第59話 再来のイーディスエリー
魔界――。
王都イーディスエリーの暗い路地裏の一角でソラはイリスとの再会を果たしていた。
「ソラが無事でよかった……」
「俺も、イリスに早く会いたかったぞ……」
二人はお互いに言葉を交わし、顔を見つめ合う。
――と、二人の顔は近づく。
徐々に距離を詰め、お互いに唇が接触しようとした刹那。
「あの……そういう猥褻的な行為は他所でやってくれませんか?」
「そうだそうだ。いくら、恋人の再開が嬉しいとしてもこちらとしては見てられん」
二人の感動の再開に割り込むように、ルークとエステルの声が襲った。
ソラとイリスは肩を一瞬ビクッとさせ、距離を取った。
「る、ルークさんとエステル!? いつからそこに!?」
ソラが驚いて、聞くがさすがのルークやエステルも呆れ顔だ。
「元からいました。勘弁してください」
「イリス……知ってたのか……?」
呆然とため息をつくエステルを見てソラはイリスに話を振った。
「そ、そういえば――いたわね……」
イリスは不覚にもそっぽ向いた。
「イリス――それは困るぜ」
「ごっ、ごめんソラ。まさか、まだ此処にいたとは思わなくてね」
「悪いが、イリス殿。俺らは『ソラが戻ってくるまでここで待機してて』と言われたが……」
「ぐっ……!」
ルークの言葉にイリスは矢に撃たれた気分だ。
「はぁ……。何故かソラ君はルークさんと私より遅く魔界に戻ってきました――しかも三十分遅れで」
「えっ!? それは本当か!?」
「本当です。

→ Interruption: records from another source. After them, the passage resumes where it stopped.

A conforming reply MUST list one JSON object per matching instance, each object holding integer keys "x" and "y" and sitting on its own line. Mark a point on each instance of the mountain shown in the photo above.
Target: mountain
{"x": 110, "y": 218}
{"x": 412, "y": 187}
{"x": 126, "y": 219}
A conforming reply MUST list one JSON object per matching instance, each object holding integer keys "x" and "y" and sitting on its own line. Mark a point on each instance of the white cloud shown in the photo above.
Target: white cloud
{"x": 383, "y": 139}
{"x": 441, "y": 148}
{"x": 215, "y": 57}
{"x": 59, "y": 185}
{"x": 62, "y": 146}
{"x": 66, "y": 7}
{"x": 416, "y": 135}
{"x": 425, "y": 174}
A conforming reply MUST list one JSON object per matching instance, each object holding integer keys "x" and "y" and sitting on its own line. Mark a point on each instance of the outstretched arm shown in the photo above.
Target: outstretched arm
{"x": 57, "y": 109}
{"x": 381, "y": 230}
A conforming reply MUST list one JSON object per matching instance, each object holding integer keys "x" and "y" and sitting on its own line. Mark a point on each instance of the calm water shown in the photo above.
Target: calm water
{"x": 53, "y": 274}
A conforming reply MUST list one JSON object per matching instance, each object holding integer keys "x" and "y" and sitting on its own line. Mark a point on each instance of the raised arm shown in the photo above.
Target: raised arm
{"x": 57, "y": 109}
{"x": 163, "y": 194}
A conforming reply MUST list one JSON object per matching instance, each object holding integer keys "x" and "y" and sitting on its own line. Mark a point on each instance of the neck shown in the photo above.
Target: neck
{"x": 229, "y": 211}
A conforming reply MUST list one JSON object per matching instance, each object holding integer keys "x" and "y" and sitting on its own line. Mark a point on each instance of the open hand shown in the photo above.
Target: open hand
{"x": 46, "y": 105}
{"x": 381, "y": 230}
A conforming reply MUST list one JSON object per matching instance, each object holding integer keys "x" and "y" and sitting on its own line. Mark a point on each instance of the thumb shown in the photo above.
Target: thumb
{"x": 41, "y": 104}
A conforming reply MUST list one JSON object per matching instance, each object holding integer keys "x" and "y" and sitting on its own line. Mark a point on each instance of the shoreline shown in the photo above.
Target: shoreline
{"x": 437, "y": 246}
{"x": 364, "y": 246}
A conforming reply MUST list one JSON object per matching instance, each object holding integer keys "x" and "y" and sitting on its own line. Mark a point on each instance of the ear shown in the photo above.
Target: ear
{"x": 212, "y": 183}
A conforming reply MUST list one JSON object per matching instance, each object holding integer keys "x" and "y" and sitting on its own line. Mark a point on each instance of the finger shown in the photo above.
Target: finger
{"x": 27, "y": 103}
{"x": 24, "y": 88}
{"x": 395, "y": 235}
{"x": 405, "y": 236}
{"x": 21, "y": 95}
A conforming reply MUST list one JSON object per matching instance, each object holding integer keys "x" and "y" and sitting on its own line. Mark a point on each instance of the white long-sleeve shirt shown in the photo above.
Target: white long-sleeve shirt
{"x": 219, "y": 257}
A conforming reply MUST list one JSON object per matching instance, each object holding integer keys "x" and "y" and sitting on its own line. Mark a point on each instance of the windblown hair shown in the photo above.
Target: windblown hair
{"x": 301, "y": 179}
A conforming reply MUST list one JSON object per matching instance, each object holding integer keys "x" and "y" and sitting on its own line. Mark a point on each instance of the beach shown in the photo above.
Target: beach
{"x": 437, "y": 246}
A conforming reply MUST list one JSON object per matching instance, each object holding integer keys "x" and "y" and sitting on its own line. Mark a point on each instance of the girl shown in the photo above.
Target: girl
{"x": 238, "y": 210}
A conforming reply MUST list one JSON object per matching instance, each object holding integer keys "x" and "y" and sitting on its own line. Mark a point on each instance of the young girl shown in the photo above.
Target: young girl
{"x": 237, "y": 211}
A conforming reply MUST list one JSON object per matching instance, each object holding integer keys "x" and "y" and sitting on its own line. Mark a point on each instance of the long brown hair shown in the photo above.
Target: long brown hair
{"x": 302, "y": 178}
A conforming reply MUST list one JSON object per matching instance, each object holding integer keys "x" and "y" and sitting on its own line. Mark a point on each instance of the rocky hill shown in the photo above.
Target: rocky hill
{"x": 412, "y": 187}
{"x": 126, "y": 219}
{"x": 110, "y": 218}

私とルークさん、そしてイリスちゃんはソラ君が裸を公衆の面前で晒さないよう常に警戒態勢を取って回収の準備をしていました」
「そうか……。まっ、まあ、そういうこともあるんじゃねえの? ってな」
ルークは敢えて口出しを拒んでいた。
*
四人は《クレア学院》に戻った。
ルークとエステルに関しては『戻った』ではなく、『行った』の方が正しいのかもしれない。
故に、ルークとエステルはこの場に来るのは初めてだ。
自国の様式とは異なる建物の作りを拝んでいた。
学院長室に辿り着く前に、ソラは女生徒に囲まれいろいろと襲われた。
イリスと同行していたため、無理な強要をされなかったことが不幸中の幸いだった。
ルークとエステルは有名な人物で現に『神聖魔導団』であるが故、視線が痛いたしかったのも事実だ。
――学園長室、扉前。
久しく見る広大で豪勢な扉も変わらず立っていた。
初めての時は少し入る前に逡巡していた時もあったが、今となっては入るのが楽しみになってきている。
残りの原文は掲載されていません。